Working in the optoelectronics industry, I often get press releases from companies working on better LCD and Plasma displays on their latest advances. This is all well and good, but the display industry suffers from rampant "specmanship" that only performs a disservice to the industry and misleads the user.

A recent press release from Sharp (Tokyo, Japan) touts the creation of the ASV Premium LCD display panel, with a size of 37 inches (diagonal), a resolution of 1920 x 1080 pixels, and a brightness of 500 candelas per square meter (a figure also known as nits). They also tout a display contrast ratio of one million to one.

This is a bullshit spec, as are 90% of all specifications given with LCD, Plasma, and any other non-CRT display technology in existence. (The CRT guys woulds lie too if their tech weren't so mature.)

Contrast ratio, brightness, and screen-performance information are generated by using highly-tailored test patterns and performance benchmarks that have little to do with the real image delivered, but a lot to do with published specs.

For example, depending on how the core technology of the display responds, the contrast ratio test may consist of a white square, box, or dot on a black field, or a measured sequence of black-to-white screens, with the measured difference in brightness given as the contrast ratio.

The best analogy is loudspeaker specs, which unless they are linked to recognized performance specifications (like frequency response given as plus/minus decibel variance from 20 to 20,000 Hz), are completely misleading. A speaker advertised as delivering 500 Watts may only be able to handle that much power as a transient, and even then a speaker can only "deliver" the power fed into it, which means you also need a 500-W amplifier.
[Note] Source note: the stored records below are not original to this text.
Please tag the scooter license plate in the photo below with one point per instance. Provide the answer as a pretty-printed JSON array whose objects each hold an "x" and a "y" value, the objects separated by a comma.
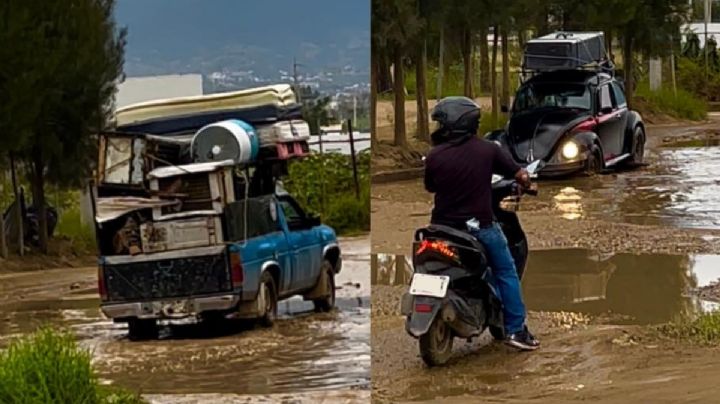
[{"x": 429, "y": 285}]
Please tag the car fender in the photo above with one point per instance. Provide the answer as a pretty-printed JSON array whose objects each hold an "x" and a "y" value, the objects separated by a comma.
[
  {"x": 634, "y": 119},
  {"x": 586, "y": 141}
]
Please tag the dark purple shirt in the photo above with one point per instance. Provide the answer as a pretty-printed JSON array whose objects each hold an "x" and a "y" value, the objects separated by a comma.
[{"x": 459, "y": 175}]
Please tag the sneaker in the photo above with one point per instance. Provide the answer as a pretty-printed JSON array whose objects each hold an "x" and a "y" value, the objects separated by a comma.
[{"x": 523, "y": 340}]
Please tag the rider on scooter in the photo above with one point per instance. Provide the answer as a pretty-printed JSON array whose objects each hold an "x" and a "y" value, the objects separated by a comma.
[{"x": 458, "y": 170}]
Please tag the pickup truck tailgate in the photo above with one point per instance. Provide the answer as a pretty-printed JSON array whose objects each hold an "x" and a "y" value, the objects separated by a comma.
[{"x": 199, "y": 271}]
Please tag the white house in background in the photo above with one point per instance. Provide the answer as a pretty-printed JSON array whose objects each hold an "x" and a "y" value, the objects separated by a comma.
[
  {"x": 140, "y": 89},
  {"x": 699, "y": 29}
]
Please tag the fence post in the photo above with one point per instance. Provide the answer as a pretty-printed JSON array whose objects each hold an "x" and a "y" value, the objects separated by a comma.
[
  {"x": 322, "y": 171},
  {"x": 3, "y": 241},
  {"x": 19, "y": 213},
  {"x": 352, "y": 153}
]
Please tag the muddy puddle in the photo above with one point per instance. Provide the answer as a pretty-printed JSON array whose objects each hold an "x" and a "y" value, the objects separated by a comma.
[
  {"x": 679, "y": 187},
  {"x": 303, "y": 352},
  {"x": 611, "y": 289}
]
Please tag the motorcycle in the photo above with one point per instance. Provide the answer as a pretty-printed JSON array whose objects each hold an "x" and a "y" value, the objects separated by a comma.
[{"x": 451, "y": 293}]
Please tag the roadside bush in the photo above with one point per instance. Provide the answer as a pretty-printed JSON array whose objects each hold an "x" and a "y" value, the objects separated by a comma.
[
  {"x": 324, "y": 185},
  {"x": 48, "y": 367},
  {"x": 684, "y": 105},
  {"x": 704, "y": 329}
]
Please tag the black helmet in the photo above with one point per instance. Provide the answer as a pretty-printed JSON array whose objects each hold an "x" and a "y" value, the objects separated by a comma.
[{"x": 457, "y": 116}]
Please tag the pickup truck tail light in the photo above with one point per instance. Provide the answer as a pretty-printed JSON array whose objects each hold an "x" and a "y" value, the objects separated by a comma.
[
  {"x": 236, "y": 269},
  {"x": 102, "y": 290}
]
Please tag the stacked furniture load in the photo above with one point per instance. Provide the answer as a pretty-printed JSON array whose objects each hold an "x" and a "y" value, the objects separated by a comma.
[
  {"x": 272, "y": 112},
  {"x": 173, "y": 168}
]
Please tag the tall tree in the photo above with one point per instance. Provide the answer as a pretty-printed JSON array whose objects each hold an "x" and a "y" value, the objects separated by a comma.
[
  {"x": 505, "y": 94},
  {"x": 493, "y": 78},
  {"x": 396, "y": 27},
  {"x": 72, "y": 58},
  {"x": 423, "y": 126},
  {"x": 484, "y": 61}
]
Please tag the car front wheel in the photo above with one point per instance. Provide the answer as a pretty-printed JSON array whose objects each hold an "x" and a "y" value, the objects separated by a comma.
[
  {"x": 637, "y": 155},
  {"x": 593, "y": 164}
]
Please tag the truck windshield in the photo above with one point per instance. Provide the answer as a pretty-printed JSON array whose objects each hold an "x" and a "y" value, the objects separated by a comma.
[{"x": 561, "y": 95}]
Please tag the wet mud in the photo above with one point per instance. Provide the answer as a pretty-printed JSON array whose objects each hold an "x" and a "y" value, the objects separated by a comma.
[
  {"x": 611, "y": 256},
  {"x": 590, "y": 312},
  {"x": 306, "y": 354},
  {"x": 672, "y": 205}
]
A very good example was at the latest Society for Information Display (www.sid.org) show. Samsung (Seoul, Korea) had both the largest LCD and the largest Plasma in existence at the show, and although the listed brightness and contrast "specs" for the Plasma was greater (they were on cards attached to the respective device), the LCD obviously had a brighter and sharper image in operation. True, the blacks were better in the Plasma, but that was the only visible distinction to the discerning viewer and only shows how little a guarantor of performance a high contrast rating is.

News of better and better displays is certainly encouraging information, and will certainly result in better-performing displays appearing on our shelves soon. But to look at any given display specification (or any other consumer electronic device's performance specs) and shout "halleluia!" is being overly generous.

The sad part is if companies started to use real video performance to generate the data, the numbers would fall so low that they would suffer against the companies that lie. Which is why everyone lies.